Feeding a young dog once a day and not giving it water for 14 hours is unacceptable no matter the circumstance. I'm honestly surprised with how many people seem okay with this?

----------

_MissterDog_ (05-30-2017),_redshepherd_ (05-30-2017)

----------


## MissterDog

I can totally get playing devil's advocate here, but I feel everyone is sorta just...ignoring the water restriction. Even if the food limitation wasn't an issue, even if the pup has some sort of illness preventing it from gaining weight, even if it's an ideal weight, I can't think of any reason denying a dog access to water is EVER acceptable. ESPECIALLY a high-energy, growing puppy in summer.

----------

_Booper_ (02-23-2018),_Kira_ (05-30-2017)

----------


## KMG

> I can totally get playing devil's advocate here, but I feel everyone is sorta just...ignoring the water restriction. Even if the food limitation wasn't an issue, even if the pup has some sort of illness preventing it from gaining weight, even if it's an ideal weight, I can't think of any reason denying a dog access to water is EVER acceptable. ESPECIALLY a high-energy, growing puppy in summer.


Yes, the dog should have water. My dogs always have fresh water. 

I already said I agree. What else is there for me, or any of us here, to do from our electronic device?

----------


## KMG

> Feeding a young dog once a day and not giving it water for 14 hours is unacceptable no matter the circumstance. I'm honestly surprised with how many people seem okay with this?


Maybe I'm missing something but when I read your first post I took it as yall feed the dog once while it is in doggie day care. This would tell me the owner would then feed it again later at home. That's what I would do if I was in that situation. Is this not the case?

----------


## KMG

BTW, my dogs eat like they are starving no matter what. That is not a sign for me the dog doesn't get fed at home.

----------


## MissterDog

> Yes, the dog should have water. My dogs always have fresh water. 
> 
> I already said I agree. What else is there for me, or any of us here, to do from our electronic device?


I wasn't challenging you directly, but as a general observation and reaction to the responses in the thread focused on the food intake and giving the owner the benefit of the doubt.

----------


## Kira

> Maybe I'm missing something but when I read your first post I took it as yall feed the dog once while it is in doggie day care. This would tell me the owner would then feed it again later at home. That's what I would do if I was in that situation. Is this not the case?

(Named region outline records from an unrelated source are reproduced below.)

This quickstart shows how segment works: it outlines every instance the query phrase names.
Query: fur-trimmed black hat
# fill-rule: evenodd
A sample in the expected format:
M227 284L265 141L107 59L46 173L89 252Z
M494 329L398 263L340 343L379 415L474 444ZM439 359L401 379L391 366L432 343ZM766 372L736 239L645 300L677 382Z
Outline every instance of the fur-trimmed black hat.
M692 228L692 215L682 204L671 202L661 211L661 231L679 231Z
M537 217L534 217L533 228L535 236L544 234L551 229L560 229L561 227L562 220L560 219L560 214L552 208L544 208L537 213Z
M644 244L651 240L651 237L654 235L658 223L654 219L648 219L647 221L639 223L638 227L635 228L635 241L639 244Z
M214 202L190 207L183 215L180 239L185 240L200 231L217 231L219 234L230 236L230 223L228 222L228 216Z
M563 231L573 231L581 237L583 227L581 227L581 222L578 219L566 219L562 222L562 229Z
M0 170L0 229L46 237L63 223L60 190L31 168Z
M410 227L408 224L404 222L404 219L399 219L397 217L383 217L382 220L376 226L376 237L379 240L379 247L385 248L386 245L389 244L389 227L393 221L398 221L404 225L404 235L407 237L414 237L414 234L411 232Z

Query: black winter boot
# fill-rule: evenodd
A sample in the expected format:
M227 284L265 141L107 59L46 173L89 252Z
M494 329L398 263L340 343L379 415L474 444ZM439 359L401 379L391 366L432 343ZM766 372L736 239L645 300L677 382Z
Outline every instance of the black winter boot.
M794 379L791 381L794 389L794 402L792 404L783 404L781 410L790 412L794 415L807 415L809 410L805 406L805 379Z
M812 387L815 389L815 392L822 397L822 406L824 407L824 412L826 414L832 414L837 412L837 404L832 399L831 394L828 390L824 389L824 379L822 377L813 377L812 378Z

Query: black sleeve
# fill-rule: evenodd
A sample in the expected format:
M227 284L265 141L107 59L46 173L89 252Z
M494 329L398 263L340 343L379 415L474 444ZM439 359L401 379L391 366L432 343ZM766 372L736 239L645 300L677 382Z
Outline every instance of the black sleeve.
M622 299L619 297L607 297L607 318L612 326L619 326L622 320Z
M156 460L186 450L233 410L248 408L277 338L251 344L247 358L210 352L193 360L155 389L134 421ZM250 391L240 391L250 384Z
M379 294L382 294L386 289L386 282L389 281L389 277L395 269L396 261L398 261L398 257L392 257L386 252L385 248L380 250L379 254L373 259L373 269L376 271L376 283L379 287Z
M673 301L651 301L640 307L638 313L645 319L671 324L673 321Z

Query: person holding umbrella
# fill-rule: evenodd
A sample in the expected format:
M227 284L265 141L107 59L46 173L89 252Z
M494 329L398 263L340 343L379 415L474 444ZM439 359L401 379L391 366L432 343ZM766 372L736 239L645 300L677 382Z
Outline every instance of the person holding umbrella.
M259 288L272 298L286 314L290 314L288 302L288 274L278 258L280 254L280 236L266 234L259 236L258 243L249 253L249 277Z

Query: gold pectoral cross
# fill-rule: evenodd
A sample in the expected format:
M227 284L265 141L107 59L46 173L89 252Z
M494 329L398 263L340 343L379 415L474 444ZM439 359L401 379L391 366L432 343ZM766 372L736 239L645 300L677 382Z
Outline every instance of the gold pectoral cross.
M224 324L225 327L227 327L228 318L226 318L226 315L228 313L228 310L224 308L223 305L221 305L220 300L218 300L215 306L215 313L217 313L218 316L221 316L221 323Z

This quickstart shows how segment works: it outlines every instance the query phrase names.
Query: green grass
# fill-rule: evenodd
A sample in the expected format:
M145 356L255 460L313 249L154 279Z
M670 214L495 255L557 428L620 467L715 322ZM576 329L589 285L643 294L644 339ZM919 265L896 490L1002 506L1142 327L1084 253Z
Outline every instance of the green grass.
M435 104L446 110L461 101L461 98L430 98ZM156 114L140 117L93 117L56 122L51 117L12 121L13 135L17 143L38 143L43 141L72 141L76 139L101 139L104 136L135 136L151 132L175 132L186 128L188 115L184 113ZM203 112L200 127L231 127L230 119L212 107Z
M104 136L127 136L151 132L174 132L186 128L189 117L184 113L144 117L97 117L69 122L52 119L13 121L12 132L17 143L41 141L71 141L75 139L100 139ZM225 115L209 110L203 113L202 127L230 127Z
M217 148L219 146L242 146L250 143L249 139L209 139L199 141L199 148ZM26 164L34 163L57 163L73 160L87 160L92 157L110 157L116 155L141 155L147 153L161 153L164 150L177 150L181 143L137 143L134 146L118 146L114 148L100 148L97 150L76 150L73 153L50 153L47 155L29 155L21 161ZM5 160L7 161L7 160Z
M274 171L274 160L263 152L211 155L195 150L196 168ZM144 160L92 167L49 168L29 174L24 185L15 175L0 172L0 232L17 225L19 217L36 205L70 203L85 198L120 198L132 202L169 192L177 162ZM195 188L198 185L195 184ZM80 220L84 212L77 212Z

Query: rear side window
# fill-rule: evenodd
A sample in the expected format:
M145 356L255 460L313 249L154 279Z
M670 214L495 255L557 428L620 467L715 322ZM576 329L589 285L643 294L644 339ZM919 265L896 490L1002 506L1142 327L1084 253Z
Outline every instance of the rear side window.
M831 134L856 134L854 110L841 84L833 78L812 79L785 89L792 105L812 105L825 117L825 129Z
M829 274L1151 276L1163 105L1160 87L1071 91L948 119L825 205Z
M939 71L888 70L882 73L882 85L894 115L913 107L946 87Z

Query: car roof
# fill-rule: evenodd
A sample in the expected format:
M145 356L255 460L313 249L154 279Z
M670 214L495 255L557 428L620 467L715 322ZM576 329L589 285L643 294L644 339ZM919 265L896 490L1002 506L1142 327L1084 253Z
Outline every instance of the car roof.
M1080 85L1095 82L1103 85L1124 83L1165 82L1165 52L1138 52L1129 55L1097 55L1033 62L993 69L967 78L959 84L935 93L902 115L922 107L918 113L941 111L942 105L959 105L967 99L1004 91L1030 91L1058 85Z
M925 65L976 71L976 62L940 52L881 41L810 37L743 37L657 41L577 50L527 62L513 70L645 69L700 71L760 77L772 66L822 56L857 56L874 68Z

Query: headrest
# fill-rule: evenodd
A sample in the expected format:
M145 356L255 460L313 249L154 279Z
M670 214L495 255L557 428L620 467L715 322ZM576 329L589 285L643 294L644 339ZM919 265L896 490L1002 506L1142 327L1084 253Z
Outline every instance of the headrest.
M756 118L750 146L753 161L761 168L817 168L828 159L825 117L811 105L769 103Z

He was boarding so when he stayed with us (overnight for 3 days) we were instructed to feed him once at 6AM and to take away his water at 4PM. We were also given a bag of dirt to sprinkle over his food?

----------


## KMG

> He was boarding so when he stayed with us (overnight for 3 days) we were instructed to feed him once at 6AM and to take away his water at 4PM. We were also given a bag of dirt to sprinkle over his food?


Now that is more clear. 

Dirt? What was his reasoning for that?

----------


## Kira

> Now that is more clear. 
> 
> Dirt? What was his reasoning for that?


I have no idea. We just threw the dirt away.

----------


## KMG

> I wasn't challenging you directly, but as a general observation and reaction to the responses in the thread focused on the food intake and giving the owner the benefit of the doubt.


I'm with ya. But again it is not like we can do anything about it. This is very similar to the threads about poor conditions at pet stores but I have even less control since I can't vote with my wallet like I can with a store.

Not all people should have kids......or animals. 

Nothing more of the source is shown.